Gabriel traf sich in Naumburg mit dem Landrat des Burgenlandkreises, Götz Ulrich (CDU), um über die Situation nach dem Brandanschlag auf die geplante Asylbewerberunterkunft in Tröglitz zu beraten.

Er sprach sich ferner dafür aus, das Bundesamt für Migration und Flüchtlinge personell deutlich zu stärken. Es müsse gelingen, bei Asylverfahren zu schnellen Entscheidungen zu kommen. Dies sei letztlich auch im Interesse der betroffenen Flüchtlinge.
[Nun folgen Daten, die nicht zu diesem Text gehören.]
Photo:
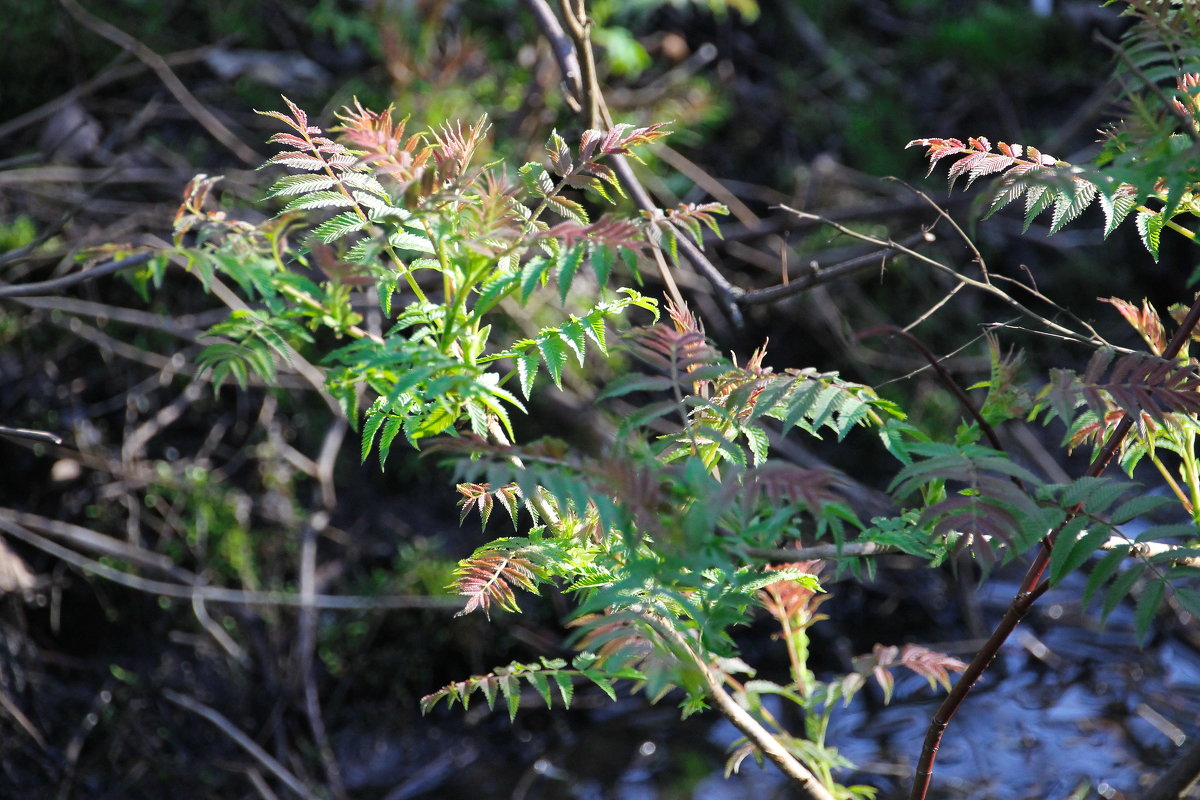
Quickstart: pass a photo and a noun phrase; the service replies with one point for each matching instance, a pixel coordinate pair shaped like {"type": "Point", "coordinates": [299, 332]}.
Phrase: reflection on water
{"type": "Point", "coordinates": [1066, 707]}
Es sei nicht zu erwarten, dass sich die Flüchtlingsproblematik in den nächsten Jahren entspanne.

Zugleich könne nicht erwartet werden, dass die Städte, Gemeinden und Kreise die Folgen der internationalen Politik tragen müssten. Wenn diese dann ihre anderen Aufgaben vernachlässigten, etwa keine Kulturangebote mehr machen oder keine Schulen mehr sanieren könnten, dann „glaube ich, werden wir soziale Spannungen erleben, die weit über das hinaus gehen, was wir derzeit haben“, sagte Gabriel.

Der Hamburger Wochenzeitung „Die Zeit“ sagte Ulrich, er sei nicht sicher, dass Flüchtlinge in Tröglitz wirklich sicher seien. „Dafür kann ich nicht garantieren“, sagt er dem Blatt. In Tröglitz hatte in der Nacht zum Samstag ein Gebäude gebrannt, das als Asylbewerberunterkunft genutzt werden soll.